❓ Bigger is better for LLMs, right?
❌ Not so. Recent AI research shows smaller models outperforming larger counterparts in many cases.
🌟 Meta recently released LIMA (Less Is More for Alignment), a 65B (billion parameters, or number of updateable values) model that outperformed GPT-4 in 43% of cases, outperformed Google’s Bard by 58%, and by 65% compared with DaVinci003.
🌟 DeepMind’s Chinchilla 70B outperformed Gopher 280B, GPT-3 175B, Jurassic-1 170B, and Megatron-Turin NLG 530B, on the MMLU benchmark. The paper by Hoffman et al. showed that the larger models were unnecessarily large and undertrained.

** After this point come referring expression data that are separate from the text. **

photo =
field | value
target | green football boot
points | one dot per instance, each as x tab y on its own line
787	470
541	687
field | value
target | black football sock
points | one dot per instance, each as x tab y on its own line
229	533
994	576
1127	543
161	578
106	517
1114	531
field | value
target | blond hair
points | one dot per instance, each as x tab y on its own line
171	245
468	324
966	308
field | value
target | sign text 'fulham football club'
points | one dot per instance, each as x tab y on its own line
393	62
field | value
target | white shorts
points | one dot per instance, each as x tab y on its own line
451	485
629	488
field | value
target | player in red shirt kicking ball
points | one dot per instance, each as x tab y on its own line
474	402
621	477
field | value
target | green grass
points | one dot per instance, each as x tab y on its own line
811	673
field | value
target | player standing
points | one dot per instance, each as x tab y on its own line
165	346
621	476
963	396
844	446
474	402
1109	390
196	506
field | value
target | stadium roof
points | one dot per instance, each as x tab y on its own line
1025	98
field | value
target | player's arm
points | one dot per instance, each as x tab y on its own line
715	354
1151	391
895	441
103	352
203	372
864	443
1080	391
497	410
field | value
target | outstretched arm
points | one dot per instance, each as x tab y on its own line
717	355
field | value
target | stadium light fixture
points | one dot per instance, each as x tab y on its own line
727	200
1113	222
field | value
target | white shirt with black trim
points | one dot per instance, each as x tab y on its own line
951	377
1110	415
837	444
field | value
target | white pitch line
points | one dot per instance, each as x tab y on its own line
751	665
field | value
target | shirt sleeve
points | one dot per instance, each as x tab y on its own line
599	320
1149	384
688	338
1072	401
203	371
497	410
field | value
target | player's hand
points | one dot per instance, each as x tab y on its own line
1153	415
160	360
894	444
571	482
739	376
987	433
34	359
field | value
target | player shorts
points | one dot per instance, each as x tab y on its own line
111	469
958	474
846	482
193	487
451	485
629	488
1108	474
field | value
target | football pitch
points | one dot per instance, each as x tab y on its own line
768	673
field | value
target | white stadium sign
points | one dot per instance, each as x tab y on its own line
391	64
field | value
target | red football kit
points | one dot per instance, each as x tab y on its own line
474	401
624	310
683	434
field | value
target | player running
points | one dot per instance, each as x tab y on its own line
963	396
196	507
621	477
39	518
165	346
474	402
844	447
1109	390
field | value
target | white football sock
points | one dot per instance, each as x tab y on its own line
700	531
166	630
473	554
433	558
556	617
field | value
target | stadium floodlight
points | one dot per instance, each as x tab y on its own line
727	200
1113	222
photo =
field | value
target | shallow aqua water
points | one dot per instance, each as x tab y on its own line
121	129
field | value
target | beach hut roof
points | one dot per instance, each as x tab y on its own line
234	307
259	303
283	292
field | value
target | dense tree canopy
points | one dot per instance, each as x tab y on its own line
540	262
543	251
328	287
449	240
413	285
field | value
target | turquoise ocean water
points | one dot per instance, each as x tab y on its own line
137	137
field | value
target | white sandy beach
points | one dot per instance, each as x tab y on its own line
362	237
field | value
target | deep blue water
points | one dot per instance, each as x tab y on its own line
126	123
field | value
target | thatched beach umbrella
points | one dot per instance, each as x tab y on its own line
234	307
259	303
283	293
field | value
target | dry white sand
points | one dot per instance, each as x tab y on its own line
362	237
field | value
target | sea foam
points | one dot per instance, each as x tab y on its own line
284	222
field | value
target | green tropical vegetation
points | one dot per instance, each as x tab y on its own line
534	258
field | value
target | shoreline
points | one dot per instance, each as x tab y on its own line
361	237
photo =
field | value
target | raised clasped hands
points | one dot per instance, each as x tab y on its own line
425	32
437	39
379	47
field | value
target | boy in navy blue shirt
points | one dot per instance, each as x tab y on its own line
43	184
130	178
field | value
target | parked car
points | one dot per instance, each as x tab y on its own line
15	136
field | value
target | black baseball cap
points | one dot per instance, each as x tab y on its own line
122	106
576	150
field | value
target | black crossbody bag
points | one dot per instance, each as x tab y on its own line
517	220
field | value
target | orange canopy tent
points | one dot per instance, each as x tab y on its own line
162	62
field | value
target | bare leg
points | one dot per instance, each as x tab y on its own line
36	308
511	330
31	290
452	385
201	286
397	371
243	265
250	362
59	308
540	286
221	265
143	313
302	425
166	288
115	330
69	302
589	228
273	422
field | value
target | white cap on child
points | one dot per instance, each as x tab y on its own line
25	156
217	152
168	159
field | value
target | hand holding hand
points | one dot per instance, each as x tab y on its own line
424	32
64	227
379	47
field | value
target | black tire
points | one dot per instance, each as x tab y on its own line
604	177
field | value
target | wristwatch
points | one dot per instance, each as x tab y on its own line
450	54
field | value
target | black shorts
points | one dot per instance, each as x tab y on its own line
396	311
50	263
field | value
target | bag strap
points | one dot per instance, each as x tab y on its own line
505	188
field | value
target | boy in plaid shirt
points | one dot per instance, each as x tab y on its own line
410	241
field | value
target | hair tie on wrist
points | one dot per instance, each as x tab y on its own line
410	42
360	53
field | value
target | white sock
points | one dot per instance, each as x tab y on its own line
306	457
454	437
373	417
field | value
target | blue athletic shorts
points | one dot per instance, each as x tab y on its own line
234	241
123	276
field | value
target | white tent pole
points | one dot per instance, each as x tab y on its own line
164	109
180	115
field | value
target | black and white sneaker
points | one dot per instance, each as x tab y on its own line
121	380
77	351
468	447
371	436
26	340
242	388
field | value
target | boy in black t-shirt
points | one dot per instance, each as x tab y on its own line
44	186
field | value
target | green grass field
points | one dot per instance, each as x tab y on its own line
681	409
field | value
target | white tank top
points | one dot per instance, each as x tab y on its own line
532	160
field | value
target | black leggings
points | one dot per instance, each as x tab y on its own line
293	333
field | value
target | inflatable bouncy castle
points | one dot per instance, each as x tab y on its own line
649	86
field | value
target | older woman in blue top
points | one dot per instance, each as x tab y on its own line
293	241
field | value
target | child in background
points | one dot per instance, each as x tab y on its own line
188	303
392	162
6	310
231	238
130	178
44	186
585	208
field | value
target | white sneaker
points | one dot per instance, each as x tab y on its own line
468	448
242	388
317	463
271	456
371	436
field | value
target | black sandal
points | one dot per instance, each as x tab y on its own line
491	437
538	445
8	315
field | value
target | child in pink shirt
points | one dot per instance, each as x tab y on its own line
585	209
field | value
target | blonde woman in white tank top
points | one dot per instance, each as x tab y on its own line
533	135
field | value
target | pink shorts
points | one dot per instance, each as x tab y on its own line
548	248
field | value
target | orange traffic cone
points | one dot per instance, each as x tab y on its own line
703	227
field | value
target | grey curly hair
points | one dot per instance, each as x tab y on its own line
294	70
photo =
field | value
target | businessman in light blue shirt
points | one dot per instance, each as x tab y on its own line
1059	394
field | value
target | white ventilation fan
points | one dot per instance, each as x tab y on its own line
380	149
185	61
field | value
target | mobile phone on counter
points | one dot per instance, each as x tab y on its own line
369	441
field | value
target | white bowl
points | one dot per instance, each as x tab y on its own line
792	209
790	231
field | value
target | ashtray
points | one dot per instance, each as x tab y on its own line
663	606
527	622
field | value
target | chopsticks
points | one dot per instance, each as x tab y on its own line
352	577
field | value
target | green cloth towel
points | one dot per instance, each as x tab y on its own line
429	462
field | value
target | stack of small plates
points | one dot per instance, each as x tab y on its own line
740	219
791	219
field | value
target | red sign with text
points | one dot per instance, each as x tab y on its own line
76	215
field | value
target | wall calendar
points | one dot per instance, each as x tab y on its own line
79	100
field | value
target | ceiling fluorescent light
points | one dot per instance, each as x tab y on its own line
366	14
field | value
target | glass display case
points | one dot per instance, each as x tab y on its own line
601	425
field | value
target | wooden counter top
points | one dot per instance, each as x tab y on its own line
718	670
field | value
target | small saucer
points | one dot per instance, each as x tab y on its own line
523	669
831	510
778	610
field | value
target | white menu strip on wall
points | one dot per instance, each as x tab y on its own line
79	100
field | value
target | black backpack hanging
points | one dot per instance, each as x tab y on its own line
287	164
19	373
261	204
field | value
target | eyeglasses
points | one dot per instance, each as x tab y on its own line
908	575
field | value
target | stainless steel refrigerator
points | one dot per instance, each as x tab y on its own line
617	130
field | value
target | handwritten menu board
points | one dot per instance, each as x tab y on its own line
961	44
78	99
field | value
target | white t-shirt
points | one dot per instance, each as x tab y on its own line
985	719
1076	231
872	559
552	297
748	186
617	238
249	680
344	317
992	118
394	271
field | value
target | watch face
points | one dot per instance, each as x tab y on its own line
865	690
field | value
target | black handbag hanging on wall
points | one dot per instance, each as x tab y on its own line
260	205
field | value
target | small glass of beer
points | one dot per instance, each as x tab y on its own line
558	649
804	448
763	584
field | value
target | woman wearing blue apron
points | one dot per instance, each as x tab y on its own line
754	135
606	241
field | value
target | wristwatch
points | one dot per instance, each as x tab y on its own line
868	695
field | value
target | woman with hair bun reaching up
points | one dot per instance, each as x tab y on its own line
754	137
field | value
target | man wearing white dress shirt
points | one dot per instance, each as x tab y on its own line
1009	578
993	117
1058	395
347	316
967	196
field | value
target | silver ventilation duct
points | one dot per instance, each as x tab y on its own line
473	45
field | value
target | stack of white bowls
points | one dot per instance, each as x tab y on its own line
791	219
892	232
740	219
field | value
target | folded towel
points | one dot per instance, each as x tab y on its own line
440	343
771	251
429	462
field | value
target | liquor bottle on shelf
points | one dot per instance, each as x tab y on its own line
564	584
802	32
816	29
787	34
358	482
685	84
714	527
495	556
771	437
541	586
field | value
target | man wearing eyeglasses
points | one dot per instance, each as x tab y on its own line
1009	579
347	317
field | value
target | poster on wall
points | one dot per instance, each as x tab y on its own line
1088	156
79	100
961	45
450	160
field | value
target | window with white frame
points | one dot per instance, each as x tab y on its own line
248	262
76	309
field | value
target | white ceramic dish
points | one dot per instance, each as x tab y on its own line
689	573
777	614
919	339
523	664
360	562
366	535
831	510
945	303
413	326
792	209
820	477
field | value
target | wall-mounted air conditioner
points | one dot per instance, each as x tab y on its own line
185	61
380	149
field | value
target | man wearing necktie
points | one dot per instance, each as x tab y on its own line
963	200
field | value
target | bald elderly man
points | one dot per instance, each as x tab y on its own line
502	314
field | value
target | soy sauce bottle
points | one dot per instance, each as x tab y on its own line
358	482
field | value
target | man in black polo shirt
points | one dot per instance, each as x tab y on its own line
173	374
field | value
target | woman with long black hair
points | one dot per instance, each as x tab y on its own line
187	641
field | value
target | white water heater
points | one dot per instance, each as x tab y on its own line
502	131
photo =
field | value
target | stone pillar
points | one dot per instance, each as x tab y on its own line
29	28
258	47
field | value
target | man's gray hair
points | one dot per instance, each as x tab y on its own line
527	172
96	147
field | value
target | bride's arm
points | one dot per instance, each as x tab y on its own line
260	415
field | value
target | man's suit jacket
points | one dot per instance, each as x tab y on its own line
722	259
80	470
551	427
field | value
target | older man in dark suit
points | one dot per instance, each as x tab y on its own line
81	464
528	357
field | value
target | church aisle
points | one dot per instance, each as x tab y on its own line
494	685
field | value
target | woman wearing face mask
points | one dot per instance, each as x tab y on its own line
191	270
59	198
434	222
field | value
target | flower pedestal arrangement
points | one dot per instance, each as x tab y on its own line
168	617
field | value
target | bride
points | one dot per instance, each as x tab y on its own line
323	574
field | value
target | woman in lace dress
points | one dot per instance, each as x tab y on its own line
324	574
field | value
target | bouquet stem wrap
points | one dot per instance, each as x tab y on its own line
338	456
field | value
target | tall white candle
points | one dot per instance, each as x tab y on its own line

💡 Next time you’re designing a solution powered by LLMs, think carefully about the goal. Do you need the model to have knowledge of philosophy and nuclear physics, and be able to carry out many tasks? Or does the model only need to handle something specific like information retrieval or translation?
💡 Many organisations start with a do-it-all, off-the-shelf model like GPT-4. With some good prompt engineering, inference parameter tuning, and few shot inference to give the model some in-context examples, you may achieve just as good performance with a smaller model that you have more control and insight into, for less money.